As you’re following the South Beach Diet, chances are you’re preparing more homemade meals, and that’s good news. But there are some precautions to take. If you’re not careful about properly thawing frozen foods, for example, you become more susceptible to food-borne illnesses. The key to defrosting foods is to keep them at a safe temperature during the thawing process. As soon as food begins to defrost and become warmer than 40°F, bacteria can start to grow and spread. That’s why food should never be thawed and kept on the kitchen counter or placed in warm water. Here are some guidelines to consider the next time you’re thawing frozen food to help prevent food-borne illnesses:
Refrigerator thawing: The safest way to defrost food is to keep it in the refrigerator at 40°F or below. Frozen foods usually require 24 hours of thawing in the fridge for each 5 pounds of weight. But even smaller amounts of frozen food — such as a pound of ground beef or chicken breasts — usually take a whole day (8 to 9 hours) to defrost. Normally if you thaw food for an entire day in the refrigerator, it will stay good for another day or two before cooking (fish is an exception, enjoy it as soon as possible). Red meat, however, can last up to five days after thawing.
Best for: leftovers, meat, poultry, fish
Cold-Water thawing: Cold-water thawing is faster than using the refrigerator, but it requires more attention. First of all, the food you’re thawing must be in a leak-proof package or plastic bag. Any openings in the package could allow bacteria from the air or the surrounding environment to come into contact with the food and potentially contaminate it. Next, submerge the entire bag of food in the cold water, changing the water every 30 minutes. If you have just a small amount of meat or poultry (1 pound or less), it should only take an hour (maybe even less) to defrost with this method. A larger amount, such as a whole chicken, may take up to 2 to 3 hours (or sometimes longer, depending on the size). Once the food is completely thawed, it should be cooked immediately.

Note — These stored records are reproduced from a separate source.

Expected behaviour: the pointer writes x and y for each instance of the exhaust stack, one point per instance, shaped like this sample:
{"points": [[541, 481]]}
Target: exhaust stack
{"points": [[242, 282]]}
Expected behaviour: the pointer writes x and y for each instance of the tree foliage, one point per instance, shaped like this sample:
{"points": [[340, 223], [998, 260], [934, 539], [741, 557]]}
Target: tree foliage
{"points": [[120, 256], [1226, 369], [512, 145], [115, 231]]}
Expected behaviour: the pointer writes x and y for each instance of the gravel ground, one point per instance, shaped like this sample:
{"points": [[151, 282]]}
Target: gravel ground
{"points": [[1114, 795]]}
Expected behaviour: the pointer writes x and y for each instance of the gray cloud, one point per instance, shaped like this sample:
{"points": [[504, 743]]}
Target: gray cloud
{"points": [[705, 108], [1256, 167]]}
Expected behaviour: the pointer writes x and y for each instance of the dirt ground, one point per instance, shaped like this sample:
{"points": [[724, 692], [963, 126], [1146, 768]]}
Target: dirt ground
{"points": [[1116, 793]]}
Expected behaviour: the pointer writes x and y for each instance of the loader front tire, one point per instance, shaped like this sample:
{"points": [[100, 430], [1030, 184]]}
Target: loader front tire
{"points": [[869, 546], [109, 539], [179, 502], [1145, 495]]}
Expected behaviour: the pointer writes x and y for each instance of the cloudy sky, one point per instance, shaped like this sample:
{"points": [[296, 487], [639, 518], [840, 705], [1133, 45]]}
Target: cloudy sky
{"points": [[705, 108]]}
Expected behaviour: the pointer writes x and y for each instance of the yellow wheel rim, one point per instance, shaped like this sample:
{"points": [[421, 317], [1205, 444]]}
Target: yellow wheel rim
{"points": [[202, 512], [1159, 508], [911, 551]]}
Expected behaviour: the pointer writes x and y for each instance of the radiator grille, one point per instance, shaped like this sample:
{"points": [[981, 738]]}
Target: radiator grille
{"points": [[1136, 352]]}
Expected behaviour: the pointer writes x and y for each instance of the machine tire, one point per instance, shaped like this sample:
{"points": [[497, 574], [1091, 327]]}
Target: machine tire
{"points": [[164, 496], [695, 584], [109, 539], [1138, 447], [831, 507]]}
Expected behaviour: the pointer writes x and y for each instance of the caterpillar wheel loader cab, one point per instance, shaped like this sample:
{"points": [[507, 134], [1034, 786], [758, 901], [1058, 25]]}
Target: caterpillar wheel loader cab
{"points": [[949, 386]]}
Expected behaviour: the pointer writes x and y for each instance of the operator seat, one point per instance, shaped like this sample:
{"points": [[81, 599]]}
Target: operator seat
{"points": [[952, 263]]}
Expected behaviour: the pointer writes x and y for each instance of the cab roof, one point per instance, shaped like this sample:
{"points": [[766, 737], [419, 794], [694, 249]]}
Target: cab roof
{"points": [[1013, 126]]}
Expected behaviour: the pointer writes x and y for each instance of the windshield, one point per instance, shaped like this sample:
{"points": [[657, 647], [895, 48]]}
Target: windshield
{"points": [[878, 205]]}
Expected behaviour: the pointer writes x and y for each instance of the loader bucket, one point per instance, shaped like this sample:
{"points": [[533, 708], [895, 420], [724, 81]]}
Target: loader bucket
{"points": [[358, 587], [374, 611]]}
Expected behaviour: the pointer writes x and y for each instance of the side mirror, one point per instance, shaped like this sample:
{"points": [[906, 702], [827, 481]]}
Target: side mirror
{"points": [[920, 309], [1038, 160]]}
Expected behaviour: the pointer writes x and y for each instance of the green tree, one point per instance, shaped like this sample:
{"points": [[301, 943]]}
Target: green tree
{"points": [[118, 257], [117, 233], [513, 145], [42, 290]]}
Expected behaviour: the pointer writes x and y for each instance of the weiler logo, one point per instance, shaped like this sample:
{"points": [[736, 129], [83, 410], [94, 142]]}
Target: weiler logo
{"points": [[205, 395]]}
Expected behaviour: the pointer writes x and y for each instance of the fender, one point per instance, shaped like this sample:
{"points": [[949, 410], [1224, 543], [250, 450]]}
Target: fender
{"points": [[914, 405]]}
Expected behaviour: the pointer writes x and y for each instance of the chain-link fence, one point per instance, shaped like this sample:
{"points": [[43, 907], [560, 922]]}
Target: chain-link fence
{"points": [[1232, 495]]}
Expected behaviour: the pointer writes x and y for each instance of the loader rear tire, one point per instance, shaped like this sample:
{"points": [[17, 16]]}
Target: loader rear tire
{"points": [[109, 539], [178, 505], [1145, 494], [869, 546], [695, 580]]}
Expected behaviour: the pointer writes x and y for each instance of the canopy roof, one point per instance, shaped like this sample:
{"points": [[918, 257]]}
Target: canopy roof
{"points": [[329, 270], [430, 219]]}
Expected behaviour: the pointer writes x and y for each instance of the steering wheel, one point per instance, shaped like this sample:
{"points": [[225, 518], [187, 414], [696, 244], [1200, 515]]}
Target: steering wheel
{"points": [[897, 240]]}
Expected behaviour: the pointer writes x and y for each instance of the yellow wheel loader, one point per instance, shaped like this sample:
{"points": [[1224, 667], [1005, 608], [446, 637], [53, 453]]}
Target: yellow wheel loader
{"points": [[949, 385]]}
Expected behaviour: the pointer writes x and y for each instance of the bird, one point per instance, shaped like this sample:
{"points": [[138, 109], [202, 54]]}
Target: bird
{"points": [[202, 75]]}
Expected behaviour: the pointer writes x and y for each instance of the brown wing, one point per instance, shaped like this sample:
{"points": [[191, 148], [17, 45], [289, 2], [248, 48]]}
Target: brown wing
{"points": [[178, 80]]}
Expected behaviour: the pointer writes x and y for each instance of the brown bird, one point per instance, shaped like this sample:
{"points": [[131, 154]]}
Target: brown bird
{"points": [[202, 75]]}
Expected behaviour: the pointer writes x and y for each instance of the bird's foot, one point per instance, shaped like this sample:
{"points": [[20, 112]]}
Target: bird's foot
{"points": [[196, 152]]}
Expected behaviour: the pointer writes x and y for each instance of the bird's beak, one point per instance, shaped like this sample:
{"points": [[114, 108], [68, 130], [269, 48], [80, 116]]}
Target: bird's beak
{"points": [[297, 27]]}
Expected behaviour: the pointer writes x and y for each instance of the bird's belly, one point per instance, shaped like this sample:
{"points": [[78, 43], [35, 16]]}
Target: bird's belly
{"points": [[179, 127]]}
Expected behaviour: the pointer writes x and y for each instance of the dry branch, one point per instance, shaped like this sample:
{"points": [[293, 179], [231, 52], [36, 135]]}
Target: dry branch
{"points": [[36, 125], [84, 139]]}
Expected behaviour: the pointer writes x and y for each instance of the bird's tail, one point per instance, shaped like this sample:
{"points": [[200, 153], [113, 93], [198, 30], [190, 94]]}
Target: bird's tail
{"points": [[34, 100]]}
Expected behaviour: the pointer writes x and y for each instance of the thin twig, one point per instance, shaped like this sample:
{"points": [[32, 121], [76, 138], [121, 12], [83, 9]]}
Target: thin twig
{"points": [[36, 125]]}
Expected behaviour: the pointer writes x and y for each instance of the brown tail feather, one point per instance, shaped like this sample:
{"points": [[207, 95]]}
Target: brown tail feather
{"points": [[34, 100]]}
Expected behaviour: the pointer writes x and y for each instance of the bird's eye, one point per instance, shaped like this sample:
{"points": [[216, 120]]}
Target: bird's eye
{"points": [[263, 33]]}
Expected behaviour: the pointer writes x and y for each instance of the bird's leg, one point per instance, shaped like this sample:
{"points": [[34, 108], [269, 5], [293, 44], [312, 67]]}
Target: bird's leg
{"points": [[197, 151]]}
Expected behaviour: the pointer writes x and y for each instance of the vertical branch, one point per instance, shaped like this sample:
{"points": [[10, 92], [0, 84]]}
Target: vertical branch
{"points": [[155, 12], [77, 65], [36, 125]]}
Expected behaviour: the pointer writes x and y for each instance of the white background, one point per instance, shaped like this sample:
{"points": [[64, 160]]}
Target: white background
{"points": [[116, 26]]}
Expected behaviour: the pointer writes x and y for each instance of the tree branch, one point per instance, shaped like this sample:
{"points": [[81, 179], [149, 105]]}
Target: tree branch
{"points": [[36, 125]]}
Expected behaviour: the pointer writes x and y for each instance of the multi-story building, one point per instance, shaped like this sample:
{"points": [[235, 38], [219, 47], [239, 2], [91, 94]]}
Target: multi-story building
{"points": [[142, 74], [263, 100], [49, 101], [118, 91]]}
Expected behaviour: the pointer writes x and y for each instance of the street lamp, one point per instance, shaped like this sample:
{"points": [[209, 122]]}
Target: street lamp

Best for: whole chickens and turkeys; chicken and turkey breasts
Microwave thawing: Most microwaves now have a pre-set button for thawing frozen foods. Keep in mind that when you thaw in the microwave, some areas of the food may become warm and start to cook as it defrosts. Keeping defrosted food sitting in the microwave is not recommended because bacteria can grow when a certain temperature is reached. As with cold-water thawing, food that is thawed in the microwave should be cooked immediately after defrosting.